Ese es el sentido de la idea que se quiere transmitir en la jornada de este año: «Sin ti, no hay presente. Contigo hay futuro». En la vida social y política de los pueblos, la importancia de cada persona se pone de relieve cuando llegan las jornadas electorales que determinan el futuro de la sociedad. Por eso, los líderes políticos buscan el voto en las grandes ciudades y en los pueblos más perdidos de la geografía. La Iglesia no es una comunidad política. Su fuerza no reside en el número de los que la constituyen como familia o pueblo de Dios. El valor de cada individuo reside en que es un miembro del Cuerpo de Cristo, que siente la responsabilidad del testimonio público en la sociedad. Por eso, el presente de la Iglesia implica a cada bautizado sin excepción. Y el futuro de la Iglesia nos permite acrecentar la esperanza en la medida en que cada cristiano asume su pertenencia a la Iglesia entregándose a sí mismo como hizo Cristo.
La Iglesia, como familia de Dios, es una hermosa comunión de bienes espirituales y materiales. Todos aportamos lo propio y acogemos los talentos de los demás. Esta comunión es una característica esencial de la Iglesia, como sabemos por el libro de los Hechos de los apóstoles. Los cristianos participaban de un patrimonio común que hacía posible el desarrollo de las grandes acciones de la Iglesia: evangelización, culto y caridad. Lo espiritual —en una visión cristiana del hombre— no puede separarse de lo material. En esta jornada la Iglesia diocesana hace pública su actividad y cómo distribuye la aportación de los fieles. Así aparecen claramente los dos aspectos de la Iglesia: dar y recibir. El pueblo cristiano, que construyó sus templos y catedrales, es el mismo pueblo que evangeliza y atiende las necesidades de los más pobres.

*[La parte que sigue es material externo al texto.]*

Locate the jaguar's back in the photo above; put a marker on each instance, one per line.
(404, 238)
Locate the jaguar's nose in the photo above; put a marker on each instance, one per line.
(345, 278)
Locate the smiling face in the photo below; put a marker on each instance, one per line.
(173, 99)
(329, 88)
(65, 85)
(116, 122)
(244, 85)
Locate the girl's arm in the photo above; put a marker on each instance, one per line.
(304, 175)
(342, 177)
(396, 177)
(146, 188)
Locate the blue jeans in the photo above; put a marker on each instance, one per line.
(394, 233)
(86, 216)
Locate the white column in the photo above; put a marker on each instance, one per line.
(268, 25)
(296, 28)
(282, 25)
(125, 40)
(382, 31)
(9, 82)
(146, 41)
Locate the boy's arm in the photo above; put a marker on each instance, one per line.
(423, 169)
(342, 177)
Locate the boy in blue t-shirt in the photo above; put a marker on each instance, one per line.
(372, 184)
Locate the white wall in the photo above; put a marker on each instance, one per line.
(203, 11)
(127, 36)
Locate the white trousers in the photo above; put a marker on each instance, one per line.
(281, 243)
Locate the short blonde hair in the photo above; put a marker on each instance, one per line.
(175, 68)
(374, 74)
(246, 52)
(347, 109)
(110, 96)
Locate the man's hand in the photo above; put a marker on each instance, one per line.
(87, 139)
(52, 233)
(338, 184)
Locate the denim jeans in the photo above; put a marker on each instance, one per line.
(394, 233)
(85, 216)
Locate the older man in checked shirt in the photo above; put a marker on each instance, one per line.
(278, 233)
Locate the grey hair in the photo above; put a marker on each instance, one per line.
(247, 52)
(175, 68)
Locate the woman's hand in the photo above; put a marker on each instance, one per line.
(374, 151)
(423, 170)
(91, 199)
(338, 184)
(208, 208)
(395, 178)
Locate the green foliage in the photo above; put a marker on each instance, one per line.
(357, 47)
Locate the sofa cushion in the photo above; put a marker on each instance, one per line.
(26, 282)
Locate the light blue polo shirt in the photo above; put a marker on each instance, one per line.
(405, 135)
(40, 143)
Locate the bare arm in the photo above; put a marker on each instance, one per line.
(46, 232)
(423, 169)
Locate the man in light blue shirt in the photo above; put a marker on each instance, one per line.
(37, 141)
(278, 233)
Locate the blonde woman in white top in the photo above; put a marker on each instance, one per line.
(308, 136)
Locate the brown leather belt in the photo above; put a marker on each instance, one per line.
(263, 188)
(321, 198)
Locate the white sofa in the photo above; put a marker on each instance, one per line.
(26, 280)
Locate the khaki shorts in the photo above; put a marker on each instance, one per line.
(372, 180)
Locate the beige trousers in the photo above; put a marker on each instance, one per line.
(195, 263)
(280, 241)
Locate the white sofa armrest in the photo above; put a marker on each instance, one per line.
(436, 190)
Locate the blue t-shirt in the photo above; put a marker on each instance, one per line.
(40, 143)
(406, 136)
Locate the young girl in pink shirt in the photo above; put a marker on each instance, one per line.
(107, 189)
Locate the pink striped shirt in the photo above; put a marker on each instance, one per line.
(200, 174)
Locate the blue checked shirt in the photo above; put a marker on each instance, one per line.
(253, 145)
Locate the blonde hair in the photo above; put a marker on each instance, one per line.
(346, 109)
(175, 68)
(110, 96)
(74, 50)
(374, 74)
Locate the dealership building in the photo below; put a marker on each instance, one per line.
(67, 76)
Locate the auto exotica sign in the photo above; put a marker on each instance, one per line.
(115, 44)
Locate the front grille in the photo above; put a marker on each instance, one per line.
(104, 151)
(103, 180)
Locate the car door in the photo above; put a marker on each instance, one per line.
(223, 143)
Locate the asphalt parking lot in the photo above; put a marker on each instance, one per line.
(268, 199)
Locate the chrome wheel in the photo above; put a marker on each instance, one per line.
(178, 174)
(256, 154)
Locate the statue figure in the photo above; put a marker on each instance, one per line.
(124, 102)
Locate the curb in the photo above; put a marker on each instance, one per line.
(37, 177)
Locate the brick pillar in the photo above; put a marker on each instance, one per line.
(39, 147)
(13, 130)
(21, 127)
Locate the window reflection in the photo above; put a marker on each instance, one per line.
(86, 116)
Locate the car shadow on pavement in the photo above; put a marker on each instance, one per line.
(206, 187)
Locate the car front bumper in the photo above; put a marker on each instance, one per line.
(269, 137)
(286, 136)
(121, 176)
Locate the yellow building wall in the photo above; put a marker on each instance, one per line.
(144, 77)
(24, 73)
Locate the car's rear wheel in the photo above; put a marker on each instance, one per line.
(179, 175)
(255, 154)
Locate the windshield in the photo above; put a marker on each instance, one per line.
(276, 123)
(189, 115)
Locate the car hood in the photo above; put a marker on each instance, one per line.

Culto y dinamismo social están íntimamente unidos, porque, en la medida en que participamos de la liturgia de Cristo, nos comprometemos más y mejor en la expresión visible de la caridad. Podemos decir incluso que, sin culto a Cristo en los sacramentos que él ha instituido, es imposible la verdadera caridad. Por eso, los grandes maestros de la fe han acentuado la íntima relación entre la acción sagrada de la liturgia y el testimonio de la caridad en sus diversas expresiones. Presente y futuro de la Iglesia van de la mano gracias a la entrega de Cristo por los hombres. Su entrega —actualizada en los sacramentos de la Iglesia— nos estimula a hacer nosotros lo mismo. Por ello, invito a cada cristiano a expresar en su vida la entrega radical de Cristo, que no vino a ser servido sino a servir y dar su vida por los hombres.
Pido al Señor que la diócesis de Segovia y cada cristiano de la misma sea un signo de la entrega de Cristo. De esta manera serán muchos los que quieran formar parte de la familia de los hijos de Dios.

 

+ César Franco
Obispo de Segovia.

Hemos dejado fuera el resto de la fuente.